Please note that I may be totally wrong, as I do not know much about 
Linux yet. I am just looking for a way to answer my question and this is 
the way I tried. I just did not find a webpage on Internet explaining 
these things directly.

A few words that should shed some light on what I want to achieve.

As a subject for an excercise in SCIM programming I chose an 
implementation of cuneiform input method. It is perfect because IMO it 
is somwhere in the middle of the difficulty scale from the technical 
point of view (I think Egyptian hieroglyphics is the most challenging 
:-) ). It is also fun and may become useful for scholars.
To achieve the goal I have first to add Linux support for the script - I 
need to add language code stuff etc. How do I do that?
Next I need to create a font. Unicode chose BMP for cuneiform. Can 
displaying BMP characters be achieved in Linux applications? How?
If  it is not possible, I will shift the encoding to private use area, 
which I guess is supported (it is on Windows :-) )
Than I need SCIM input. The input of cuneiform will be similar to 
chinese pinyin: user will choose the language (akkadian, hittite, 
sumerian) and input pronunciation. Then he will choose the right 
candidate from the list. If there is only one candidate, it will be 
input to the application (the way japanese kana input works). Ideally 
there should be some switches in the input method for a given language 
(akkadian, for example) to set the "time" (I lack correct term) for the 
text - in different "times" the pronunciations of cuneiform characters 
changed, so setting it correctly can dramatically speed up input (at 
least this is someone I developed such solution for in MS Word macros 
told me).
In addition to cuneiform input I would like to add an inpot for the 
transcription of Middle East languages. It could be done by simple 
remapping the keyboard, but I do not want the user to learn strange 
keyboard layouts. I think VIQR approach is ideal for this purpose. Users 
will not input huge amount of text in transcription so the inefficiency 
of the method is not a problem. I think it is ideal for this purpose. 
This is why I want to understand how VIQR works.

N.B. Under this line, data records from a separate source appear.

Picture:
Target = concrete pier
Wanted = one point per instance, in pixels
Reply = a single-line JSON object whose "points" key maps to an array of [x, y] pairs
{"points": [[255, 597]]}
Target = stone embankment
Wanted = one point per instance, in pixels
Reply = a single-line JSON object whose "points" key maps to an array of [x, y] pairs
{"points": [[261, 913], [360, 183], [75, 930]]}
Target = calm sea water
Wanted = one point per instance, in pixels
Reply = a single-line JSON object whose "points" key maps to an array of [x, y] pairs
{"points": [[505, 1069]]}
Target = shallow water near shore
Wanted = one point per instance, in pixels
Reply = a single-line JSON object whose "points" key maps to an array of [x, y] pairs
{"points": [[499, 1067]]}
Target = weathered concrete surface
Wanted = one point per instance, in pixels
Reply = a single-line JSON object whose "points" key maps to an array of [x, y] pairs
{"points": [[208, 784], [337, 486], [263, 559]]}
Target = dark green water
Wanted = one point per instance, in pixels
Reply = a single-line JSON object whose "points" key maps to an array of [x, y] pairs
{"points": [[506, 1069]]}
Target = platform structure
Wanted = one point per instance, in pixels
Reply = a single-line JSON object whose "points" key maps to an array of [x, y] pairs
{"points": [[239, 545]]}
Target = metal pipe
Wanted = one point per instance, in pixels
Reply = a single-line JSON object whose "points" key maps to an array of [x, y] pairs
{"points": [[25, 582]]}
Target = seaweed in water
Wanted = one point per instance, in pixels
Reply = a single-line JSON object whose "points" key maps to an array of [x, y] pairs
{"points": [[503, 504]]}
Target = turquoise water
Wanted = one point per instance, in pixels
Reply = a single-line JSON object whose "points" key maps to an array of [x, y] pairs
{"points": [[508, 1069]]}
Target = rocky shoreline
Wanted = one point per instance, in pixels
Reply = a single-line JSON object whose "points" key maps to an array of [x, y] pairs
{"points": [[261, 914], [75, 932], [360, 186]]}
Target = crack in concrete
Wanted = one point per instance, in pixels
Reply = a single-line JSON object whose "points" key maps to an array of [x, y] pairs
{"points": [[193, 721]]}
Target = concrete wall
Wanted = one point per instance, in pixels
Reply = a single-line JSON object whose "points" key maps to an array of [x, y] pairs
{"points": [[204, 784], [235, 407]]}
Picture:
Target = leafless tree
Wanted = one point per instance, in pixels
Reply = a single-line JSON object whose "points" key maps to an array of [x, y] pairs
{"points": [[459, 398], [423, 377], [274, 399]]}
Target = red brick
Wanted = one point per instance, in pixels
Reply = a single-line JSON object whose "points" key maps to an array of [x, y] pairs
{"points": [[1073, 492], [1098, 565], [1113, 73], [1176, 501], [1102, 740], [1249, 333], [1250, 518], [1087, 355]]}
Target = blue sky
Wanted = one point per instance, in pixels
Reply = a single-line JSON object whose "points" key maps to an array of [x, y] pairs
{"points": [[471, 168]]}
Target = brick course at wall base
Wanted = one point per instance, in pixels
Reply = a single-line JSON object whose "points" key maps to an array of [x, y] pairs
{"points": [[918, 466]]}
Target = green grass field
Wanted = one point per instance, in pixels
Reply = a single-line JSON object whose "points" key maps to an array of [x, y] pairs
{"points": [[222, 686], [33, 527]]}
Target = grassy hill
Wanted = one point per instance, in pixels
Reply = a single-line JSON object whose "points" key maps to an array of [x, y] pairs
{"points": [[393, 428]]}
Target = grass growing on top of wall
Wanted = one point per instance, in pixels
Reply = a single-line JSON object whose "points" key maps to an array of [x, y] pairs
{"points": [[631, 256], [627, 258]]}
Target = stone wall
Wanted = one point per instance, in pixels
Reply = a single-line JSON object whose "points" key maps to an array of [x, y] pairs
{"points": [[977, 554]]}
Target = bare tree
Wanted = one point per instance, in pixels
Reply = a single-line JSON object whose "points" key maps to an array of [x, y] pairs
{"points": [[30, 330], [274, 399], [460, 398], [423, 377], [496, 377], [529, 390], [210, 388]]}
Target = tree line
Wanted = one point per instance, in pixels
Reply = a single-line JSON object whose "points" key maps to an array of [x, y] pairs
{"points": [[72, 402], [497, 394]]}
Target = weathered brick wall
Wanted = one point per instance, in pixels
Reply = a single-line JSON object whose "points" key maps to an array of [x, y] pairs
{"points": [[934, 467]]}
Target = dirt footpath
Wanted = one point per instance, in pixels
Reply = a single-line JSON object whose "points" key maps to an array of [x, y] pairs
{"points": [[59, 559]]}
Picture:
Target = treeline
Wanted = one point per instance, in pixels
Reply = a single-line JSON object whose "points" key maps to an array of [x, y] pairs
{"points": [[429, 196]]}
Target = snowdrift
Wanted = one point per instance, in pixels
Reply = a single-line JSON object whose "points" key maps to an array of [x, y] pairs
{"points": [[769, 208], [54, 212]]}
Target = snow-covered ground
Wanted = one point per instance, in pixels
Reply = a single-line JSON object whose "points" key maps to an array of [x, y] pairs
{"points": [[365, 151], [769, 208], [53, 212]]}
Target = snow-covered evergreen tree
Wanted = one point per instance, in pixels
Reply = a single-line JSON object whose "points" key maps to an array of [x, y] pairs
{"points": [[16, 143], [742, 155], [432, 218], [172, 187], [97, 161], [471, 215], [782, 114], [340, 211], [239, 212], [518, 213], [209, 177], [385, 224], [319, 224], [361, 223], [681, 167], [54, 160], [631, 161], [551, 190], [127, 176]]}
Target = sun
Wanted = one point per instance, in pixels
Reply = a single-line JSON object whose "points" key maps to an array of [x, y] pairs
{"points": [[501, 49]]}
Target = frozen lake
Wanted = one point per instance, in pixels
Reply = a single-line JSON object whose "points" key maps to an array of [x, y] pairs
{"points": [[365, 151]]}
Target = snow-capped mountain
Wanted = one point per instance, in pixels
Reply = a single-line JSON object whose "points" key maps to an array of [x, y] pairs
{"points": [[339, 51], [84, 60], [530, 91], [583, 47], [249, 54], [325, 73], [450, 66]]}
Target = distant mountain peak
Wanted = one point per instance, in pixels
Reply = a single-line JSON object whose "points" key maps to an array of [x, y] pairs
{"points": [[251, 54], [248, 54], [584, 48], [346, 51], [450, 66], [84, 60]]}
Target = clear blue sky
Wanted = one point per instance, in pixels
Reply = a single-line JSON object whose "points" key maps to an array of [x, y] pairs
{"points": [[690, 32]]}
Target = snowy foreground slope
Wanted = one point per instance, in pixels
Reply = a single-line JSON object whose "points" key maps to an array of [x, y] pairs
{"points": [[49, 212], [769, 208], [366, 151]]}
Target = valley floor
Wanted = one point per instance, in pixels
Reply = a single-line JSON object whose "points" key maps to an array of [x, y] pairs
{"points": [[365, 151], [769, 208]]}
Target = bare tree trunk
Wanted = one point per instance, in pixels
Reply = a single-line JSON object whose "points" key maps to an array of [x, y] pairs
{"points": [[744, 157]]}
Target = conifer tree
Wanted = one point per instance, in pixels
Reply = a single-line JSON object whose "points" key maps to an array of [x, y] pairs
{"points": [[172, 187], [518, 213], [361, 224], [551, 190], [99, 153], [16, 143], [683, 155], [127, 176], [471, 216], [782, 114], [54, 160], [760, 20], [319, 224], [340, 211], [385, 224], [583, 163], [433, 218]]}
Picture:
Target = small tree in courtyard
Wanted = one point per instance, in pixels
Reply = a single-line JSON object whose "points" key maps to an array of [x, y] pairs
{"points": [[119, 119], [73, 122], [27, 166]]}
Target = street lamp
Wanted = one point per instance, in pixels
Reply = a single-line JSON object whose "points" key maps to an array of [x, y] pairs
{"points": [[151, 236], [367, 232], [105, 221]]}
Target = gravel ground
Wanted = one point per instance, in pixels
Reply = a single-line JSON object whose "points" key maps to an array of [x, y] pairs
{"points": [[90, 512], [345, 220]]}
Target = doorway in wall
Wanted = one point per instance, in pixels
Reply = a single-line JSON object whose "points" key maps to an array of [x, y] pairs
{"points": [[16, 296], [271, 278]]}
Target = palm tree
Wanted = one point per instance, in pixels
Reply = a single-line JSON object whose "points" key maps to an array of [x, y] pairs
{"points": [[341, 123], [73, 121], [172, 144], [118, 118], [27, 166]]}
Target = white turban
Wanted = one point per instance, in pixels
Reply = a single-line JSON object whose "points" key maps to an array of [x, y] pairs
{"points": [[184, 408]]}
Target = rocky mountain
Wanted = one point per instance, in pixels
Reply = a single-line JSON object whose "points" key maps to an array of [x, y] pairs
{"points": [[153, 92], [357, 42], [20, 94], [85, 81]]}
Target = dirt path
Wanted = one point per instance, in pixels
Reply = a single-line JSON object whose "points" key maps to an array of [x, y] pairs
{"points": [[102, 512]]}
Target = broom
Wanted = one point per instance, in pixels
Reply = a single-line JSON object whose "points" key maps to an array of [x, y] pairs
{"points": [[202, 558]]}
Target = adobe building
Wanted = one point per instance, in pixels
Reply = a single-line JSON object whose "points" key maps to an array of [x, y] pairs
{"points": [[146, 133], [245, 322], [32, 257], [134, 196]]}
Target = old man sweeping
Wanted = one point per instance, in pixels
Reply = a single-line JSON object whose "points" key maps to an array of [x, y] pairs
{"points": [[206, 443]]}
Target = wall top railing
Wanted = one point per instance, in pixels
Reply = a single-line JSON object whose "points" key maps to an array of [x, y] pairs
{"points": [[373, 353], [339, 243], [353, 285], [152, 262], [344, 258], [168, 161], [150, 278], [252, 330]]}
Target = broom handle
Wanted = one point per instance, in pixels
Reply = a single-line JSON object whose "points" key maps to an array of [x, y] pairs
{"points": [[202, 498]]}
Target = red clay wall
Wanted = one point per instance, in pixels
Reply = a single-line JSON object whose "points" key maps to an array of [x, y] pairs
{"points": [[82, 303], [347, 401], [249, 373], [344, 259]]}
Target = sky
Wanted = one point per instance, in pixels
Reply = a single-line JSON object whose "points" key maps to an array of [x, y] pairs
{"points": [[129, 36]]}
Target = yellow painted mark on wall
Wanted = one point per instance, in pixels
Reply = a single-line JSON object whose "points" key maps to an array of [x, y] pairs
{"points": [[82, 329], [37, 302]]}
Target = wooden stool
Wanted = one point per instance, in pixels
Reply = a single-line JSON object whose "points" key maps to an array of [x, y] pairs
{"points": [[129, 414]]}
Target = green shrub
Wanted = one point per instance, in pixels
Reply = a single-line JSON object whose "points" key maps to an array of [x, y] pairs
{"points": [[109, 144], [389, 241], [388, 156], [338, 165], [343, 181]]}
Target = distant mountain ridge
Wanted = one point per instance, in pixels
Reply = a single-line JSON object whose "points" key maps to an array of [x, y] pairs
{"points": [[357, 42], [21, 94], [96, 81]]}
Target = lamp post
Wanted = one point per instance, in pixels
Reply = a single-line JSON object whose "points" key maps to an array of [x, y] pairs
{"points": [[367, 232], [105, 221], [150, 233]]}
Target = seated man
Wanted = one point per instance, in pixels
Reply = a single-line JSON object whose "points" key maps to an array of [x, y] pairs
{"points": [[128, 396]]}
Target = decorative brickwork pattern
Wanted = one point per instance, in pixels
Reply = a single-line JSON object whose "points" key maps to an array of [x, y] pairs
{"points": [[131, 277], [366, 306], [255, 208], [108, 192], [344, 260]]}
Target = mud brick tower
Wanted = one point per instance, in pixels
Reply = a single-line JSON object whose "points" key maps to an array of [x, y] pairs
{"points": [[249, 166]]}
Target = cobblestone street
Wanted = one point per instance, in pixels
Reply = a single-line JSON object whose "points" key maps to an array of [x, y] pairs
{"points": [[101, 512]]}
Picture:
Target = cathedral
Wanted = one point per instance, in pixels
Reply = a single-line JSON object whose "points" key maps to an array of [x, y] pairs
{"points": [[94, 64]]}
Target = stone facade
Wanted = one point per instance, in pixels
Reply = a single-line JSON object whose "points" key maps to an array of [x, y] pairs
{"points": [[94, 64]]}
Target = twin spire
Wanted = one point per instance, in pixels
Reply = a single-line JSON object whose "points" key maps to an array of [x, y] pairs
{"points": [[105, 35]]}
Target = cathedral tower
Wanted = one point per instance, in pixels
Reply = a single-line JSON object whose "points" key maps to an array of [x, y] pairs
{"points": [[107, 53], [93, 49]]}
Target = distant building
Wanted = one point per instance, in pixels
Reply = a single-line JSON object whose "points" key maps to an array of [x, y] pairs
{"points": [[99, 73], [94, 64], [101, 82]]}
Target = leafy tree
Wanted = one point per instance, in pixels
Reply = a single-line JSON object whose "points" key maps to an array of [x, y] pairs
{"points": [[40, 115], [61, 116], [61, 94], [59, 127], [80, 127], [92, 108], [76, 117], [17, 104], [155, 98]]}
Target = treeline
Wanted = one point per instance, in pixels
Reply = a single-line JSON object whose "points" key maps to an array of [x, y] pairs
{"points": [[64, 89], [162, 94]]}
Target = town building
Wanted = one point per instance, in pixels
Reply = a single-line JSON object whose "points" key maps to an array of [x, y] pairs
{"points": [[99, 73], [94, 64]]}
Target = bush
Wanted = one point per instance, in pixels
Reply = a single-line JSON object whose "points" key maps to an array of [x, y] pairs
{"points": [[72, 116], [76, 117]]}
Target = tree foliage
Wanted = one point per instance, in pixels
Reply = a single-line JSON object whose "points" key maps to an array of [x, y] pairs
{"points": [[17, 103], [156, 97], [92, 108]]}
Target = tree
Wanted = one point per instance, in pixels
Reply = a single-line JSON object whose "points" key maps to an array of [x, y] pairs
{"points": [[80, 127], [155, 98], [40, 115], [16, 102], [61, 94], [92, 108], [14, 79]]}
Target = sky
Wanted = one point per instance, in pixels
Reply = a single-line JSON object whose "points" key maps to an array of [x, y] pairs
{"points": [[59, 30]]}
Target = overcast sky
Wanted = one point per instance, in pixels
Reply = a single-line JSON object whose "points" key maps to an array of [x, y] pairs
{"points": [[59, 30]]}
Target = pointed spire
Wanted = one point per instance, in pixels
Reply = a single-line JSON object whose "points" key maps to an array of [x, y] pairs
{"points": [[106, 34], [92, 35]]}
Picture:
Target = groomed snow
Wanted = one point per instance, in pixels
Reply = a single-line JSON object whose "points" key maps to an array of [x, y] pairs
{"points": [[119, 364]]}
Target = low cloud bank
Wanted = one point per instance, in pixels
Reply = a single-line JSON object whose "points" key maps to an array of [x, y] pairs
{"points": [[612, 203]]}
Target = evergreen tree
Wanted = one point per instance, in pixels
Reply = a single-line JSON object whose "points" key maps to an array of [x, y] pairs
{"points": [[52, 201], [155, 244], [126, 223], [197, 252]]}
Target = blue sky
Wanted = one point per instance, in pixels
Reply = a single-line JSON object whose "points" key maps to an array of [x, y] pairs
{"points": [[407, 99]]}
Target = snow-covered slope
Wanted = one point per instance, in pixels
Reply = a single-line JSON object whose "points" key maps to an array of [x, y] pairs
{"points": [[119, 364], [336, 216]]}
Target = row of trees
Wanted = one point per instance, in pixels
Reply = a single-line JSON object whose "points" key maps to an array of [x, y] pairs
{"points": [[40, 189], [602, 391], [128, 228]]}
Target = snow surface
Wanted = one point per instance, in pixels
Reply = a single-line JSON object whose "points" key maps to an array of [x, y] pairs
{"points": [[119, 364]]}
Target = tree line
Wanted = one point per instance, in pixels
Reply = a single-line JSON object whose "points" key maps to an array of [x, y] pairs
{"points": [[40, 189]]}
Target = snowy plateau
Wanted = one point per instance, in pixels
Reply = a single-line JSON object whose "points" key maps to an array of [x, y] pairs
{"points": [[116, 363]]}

Yestarday evening I read the SCIM header files and the introduction to 
the SCIM architechture provided by James in "design.zh_CN" document. I 
have some general picture of how to achieve my goals in SCIM (of course 
I will for sure have problems with compiling and testing the code - I 
did not program in C++ so far. And the makefile framework used in SCIM 
is absolutely new to me, though it looks standard for Linux folks :-( ). 
However, I have no idea yet how to correctly add locale for the language 
"cuneiform akkadian" in Linux :-), whether I will have correct tools to 
prepare the fonts etc.

Your comments and criticism of my approach would be most interesting and 
helpful for me.

Best regards,
David